2.2. Lightweight Attention Mechanism

Other researchers have improved the detection performance of lightweight models by designing attention mechanisms [31]. Wang et al. [32] proposed a multi-scale pedestrian detector APNB + ASFF based on a self-attention mechanism and adaptive spatial feature fusion. They used an attention mechanism to solve the problem of poor small-scale pedestrian detection, but the attention mechanism module also involves a large number of parameters. Current state-of-the-art attention mechanisms in the field of pedestrian detection include PPM [33] and RFB [34], among others. Yu et al. [33] used CNN as the backbone for feature extraction and used the attention mechanism PPM to capture important details in the images, and multi-scale features were effectively fused to gain cross-channel attention. Zeng et al. [34] replaced the convolutional layers with RFB structures in the two output feature layers of the SSD detection network. The improved algorithm showed a significant improvement in the detection results of the KITTI dataset. Designing more effective lightweight attention mechanisms is gradually becoming a research hotspot.

The attention mechanism can emphasize the importance of features and improve the detection effect of the lightweight model [35]. Most existing approaches focus on developing more complex attention modules for better performance, which inevitably increases the complexity of the model. However, the existing lightweight attention mechanism lacks information perception of different dimensions and cannot capture pedestrian characteristics at different scales [36]; thus, it is difficult to effectively detect pedestrians at multiple scales.

3. Methods

In this section, we study the network structure of FMRN in detail. It is composed of two parts: a multiplexing connection residual structure and a scalable attention mechanism. We introduce the design idea of a multiplexing connection residual structure in Section 3.2. The scalable attention mechanism is introduced in this subsection. Then, the structure of the loss function is described in the Section 3.4.

3.1. Overall Networks

The network structure of our model is shown in Figure 1. The overall network consists of a convolutional layer, a pooling layer, a reuse connection residual structure, and a scalable attention mechanism. The initial input size of the image is 416 × 416 × 3. The size of the feature map at the convolution and pooling layer is 416 × 416 × 16. The feature dimensions increase after multiplexing. It can enhance the ability of the residual structure for retaining its characteristics. The scalable attention mechanism module is cascaded behind the feature layer to expand the local perceptual field by using different expansion rates of convolutions and adapting the scale variation of pedestrians. It introduces an attention mechanism to filter pedestrian features that are subject to background and occlusion to optimize pedestrian detail features. The structure of our proposed network model is shown in Figure 1.
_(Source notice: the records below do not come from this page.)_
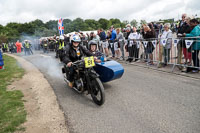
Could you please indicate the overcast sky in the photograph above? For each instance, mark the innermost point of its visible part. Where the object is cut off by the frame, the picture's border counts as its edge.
(150, 10)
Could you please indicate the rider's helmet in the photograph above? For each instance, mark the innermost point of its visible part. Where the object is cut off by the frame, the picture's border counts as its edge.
(76, 38)
(92, 42)
(61, 37)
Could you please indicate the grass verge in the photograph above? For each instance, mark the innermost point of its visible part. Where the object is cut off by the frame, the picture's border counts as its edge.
(12, 112)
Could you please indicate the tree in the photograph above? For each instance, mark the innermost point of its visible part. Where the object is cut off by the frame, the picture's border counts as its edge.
(125, 22)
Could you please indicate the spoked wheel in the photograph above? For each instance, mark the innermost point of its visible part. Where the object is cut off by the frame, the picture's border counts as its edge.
(97, 91)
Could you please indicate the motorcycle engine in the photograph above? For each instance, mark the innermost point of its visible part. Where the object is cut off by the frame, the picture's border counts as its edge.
(79, 84)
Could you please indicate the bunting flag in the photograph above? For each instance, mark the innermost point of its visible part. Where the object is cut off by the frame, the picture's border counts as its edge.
(60, 26)
(164, 41)
(154, 43)
(138, 44)
(188, 43)
(130, 43)
(176, 42)
(145, 43)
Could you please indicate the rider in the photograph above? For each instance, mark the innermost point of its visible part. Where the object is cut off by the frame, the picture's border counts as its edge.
(74, 52)
(60, 51)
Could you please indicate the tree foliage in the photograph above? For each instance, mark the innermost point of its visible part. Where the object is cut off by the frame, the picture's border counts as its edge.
(13, 31)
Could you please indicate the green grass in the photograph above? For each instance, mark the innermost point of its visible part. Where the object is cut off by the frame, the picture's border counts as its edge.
(12, 112)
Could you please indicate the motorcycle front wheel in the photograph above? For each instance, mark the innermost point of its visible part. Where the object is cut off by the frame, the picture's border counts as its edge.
(97, 91)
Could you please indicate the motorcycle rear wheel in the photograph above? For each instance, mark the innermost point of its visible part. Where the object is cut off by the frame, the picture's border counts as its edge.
(97, 91)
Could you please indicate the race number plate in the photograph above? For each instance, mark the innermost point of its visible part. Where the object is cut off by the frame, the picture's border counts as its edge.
(89, 62)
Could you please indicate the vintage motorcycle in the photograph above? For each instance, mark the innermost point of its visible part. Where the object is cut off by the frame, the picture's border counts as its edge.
(86, 79)
(89, 76)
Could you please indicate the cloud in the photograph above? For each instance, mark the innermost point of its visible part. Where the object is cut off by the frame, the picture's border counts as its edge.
(29, 10)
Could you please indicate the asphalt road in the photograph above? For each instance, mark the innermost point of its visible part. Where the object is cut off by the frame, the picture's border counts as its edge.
(142, 101)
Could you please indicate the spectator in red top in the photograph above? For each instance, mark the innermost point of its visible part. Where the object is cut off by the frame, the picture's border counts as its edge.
(18, 45)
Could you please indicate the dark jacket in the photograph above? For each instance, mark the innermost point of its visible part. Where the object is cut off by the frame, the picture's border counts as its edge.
(71, 55)
(148, 36)
(102, 36)
(184, 28)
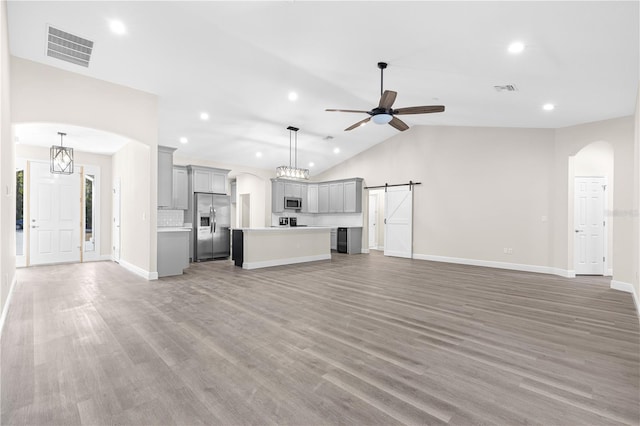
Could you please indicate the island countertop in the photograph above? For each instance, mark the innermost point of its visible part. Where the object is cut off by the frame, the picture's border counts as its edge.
(263, 247)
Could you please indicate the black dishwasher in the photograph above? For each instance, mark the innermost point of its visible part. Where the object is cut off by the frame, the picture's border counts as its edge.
(342, 240)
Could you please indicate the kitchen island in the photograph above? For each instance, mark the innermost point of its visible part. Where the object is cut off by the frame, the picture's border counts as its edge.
(264, 247)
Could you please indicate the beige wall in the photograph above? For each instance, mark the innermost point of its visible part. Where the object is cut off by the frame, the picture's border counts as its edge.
(483, 189)
(131, 167)
(97, 104)
(636, 204)
(7, 174)
(486, 189)
(29, 152)
(569, 141)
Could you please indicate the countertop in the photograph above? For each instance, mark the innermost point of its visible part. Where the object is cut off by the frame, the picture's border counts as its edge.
(174, 229)
(285, 228)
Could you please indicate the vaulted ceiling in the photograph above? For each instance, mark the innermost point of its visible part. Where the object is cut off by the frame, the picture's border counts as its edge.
(239, 61)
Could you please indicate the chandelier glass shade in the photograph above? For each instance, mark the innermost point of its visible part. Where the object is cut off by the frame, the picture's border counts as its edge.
(292, 171)
(61, 158)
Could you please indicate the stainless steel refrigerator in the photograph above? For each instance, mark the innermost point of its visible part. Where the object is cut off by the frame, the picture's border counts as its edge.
(211, 223)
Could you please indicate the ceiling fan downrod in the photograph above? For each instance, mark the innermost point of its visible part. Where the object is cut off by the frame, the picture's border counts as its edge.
(382, 66)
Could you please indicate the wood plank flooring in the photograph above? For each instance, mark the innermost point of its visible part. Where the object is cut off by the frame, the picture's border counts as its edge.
(360, 339)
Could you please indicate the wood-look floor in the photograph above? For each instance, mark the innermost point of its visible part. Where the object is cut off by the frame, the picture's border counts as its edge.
(360, 339)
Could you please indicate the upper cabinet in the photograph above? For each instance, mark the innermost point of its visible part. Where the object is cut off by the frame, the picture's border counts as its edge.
(165, 176)
(180, 198)
(323, 198)
(341, 196)
(208, 179)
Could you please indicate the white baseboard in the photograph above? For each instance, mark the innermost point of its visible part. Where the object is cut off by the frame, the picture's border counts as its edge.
(280, 262)
(7, 303)
(499, 265)
(138, 271)
(628, 288)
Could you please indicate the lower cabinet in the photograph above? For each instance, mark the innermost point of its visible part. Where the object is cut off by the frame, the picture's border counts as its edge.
(349, 240)
(334, 238)
(173, 253)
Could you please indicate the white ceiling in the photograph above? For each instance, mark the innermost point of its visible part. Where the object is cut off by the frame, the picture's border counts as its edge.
(238, 61)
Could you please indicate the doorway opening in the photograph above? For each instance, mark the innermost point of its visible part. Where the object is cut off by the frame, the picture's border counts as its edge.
(590, 200)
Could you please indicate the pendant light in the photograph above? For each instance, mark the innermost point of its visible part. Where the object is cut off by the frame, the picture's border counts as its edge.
(292, 171)
(61, 158)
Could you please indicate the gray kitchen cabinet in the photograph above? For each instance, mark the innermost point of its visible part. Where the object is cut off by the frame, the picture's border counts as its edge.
(208, 179)
(312, 199)
(334, 238)
(165, 176)
(180, 193)
(323, 198)
(336, 197)
(293, 189)
(353, 196)
(277, 196)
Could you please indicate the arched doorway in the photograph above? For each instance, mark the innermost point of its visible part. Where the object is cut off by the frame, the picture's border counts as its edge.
(591, 175)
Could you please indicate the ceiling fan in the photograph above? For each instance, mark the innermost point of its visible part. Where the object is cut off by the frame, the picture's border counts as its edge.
(383, 113)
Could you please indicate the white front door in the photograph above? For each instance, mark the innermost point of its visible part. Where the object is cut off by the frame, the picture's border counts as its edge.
(373, 219)
(54, 221)
(398, 222)
(589, 225)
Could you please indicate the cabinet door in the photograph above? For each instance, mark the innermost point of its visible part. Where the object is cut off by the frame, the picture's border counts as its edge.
(323, 198)
(277, 197)
(180, 189)
(219, 183)
(165, 177)
(312, 199)
(201, 181)
(292, 189)
(350, 194)
(336, 197)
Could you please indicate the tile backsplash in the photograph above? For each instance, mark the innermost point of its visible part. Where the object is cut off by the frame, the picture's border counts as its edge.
(170, 217)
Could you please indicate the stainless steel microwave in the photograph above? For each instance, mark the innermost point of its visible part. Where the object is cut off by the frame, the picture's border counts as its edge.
(292, 203)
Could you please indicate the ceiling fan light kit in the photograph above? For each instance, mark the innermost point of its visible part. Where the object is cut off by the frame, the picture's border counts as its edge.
(383, 113)
(292, 172)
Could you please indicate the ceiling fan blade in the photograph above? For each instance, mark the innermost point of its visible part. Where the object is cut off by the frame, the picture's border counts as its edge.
(419, 110)
(398, 124)
(358, 124)
(347, 110)
(387, 99)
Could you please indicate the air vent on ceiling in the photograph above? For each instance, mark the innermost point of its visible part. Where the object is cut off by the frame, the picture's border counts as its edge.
(68, 47)
(506, 88)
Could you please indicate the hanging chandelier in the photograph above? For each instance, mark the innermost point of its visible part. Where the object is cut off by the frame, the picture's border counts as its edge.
(61, 158)
(292, 172)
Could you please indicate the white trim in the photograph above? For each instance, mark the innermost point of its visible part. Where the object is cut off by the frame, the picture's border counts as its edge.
(7, 303)
(628, 288)
(280, 262)
(138, 271)
(499, 265)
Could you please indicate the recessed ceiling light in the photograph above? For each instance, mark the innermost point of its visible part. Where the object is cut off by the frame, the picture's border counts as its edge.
(516, 47)
(117, 27)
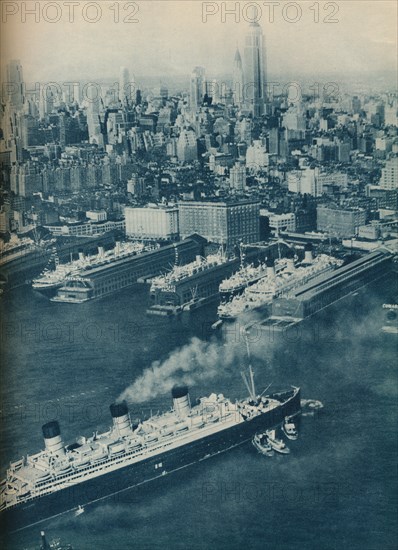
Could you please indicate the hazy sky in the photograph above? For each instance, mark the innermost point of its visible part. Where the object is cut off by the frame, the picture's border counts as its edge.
(171, 37)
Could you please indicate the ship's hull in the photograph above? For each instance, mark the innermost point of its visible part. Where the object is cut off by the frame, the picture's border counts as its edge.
(47, 290)
(101, 487)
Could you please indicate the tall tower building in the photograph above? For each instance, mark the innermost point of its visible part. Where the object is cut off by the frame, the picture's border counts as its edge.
(126, 87)
(237, 79)
(15, 85)
(46, 102)
(255, 70)
(197, 85)
(93, 119)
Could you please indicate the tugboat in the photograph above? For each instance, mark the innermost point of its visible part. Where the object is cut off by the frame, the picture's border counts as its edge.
(277, 444)
(289, 429)
(261, 443)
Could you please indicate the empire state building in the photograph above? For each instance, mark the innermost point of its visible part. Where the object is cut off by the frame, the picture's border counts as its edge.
(255, 70)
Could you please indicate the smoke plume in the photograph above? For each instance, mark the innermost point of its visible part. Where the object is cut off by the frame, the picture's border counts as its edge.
(198, 360)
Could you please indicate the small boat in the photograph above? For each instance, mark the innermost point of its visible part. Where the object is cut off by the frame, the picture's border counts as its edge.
(261, 443)
(289, 429)
(79, 510)
(277, 444)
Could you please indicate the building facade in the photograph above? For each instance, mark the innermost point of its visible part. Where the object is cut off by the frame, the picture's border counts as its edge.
(152, 223)
(340, 222)
(224, 222)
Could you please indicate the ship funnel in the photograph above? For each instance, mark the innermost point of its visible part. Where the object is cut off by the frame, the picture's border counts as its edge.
(181, 401)
(308, 256)
(52, 438)
(270, 267)
(121, 418)
(44, 543)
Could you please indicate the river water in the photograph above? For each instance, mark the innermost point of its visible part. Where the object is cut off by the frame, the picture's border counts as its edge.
(337, 488)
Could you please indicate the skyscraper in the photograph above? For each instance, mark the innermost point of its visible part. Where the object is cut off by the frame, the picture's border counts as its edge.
(15, 85)
(197, 85)
(255, 70)
(93, 118)
(126, 87)
(237, 79)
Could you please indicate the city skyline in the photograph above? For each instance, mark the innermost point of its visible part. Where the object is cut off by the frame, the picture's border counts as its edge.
(171, 38)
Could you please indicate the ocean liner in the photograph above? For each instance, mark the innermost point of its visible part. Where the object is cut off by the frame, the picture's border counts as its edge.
(55, 275)
(189, 286)
(65, 478)
(280, 280)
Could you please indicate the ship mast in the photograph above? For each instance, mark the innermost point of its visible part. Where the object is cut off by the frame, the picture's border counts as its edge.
(249, 382)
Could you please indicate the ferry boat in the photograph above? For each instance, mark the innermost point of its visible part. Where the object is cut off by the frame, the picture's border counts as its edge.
(280, 280)
(62, 477)
(51, 279)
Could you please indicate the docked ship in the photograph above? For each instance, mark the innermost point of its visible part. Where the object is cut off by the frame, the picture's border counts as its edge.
(283, 276)
(189, 286)
(16, 248)
(390, 321)
(246, 276)
(55, 275)
(122, 271)
(63, 478)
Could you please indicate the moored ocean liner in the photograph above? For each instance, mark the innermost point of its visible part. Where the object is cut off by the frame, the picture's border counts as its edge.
(282, 277)
(246, 276)
(55, 275)
(65, 478)
(189, 286)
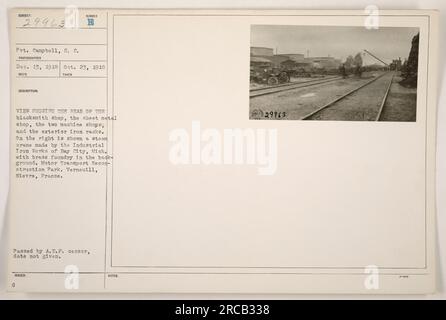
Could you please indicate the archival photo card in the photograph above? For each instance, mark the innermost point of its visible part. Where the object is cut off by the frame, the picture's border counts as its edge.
(333, 73)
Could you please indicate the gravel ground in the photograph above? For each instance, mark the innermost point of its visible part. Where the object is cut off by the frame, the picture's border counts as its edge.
(298, 102)
(362, 105)
(401, 104)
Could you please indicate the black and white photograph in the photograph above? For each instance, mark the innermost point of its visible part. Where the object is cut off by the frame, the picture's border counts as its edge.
(333, 73)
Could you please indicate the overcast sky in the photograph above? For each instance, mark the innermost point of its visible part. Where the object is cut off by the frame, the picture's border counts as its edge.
(339, 42)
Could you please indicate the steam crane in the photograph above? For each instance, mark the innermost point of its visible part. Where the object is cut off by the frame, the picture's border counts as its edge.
(372, 55)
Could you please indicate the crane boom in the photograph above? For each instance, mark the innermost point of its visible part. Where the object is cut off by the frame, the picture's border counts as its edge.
(375, 57)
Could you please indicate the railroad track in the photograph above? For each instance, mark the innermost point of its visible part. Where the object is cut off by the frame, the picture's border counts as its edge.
(258, 92)
(333, 102)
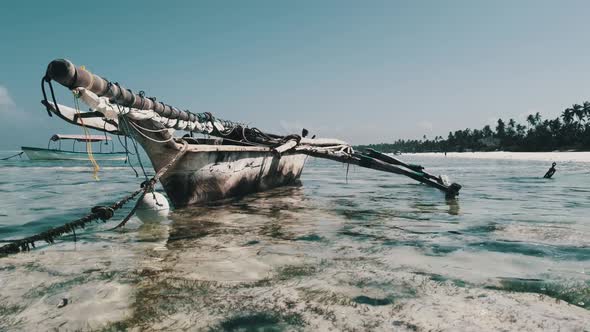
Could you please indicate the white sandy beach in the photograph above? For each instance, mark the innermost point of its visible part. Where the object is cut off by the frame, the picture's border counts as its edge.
(505, 155)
The feature extraction network is built based on the multiplexed connection residual blocks to reduce the size of the network model. The FMRN network parameters are shown in Table 1.

3.2. Multiplexing Connection Residuals

ResNet [37] first proposed the idea of residual structure and jump connection, which change the output of a certain layer into a linear superposition of the input and a nonlinear transformation of the input. This structure not only solves the problems brought to the network by the deepening of the number of convolutional layers but also makes the information transfer more effective. Take layer i as an example, and the input of layer i + 1 as:

X_{i + 1} = X_{i} + F (x_{1}, W_{1})

(1)

where,

X_{i + 1}

represents the output data,

X_{i}

represents the input data,

W_{1}

is the weight of the neurons, and F(.) represents the result of the input data through the residual structure.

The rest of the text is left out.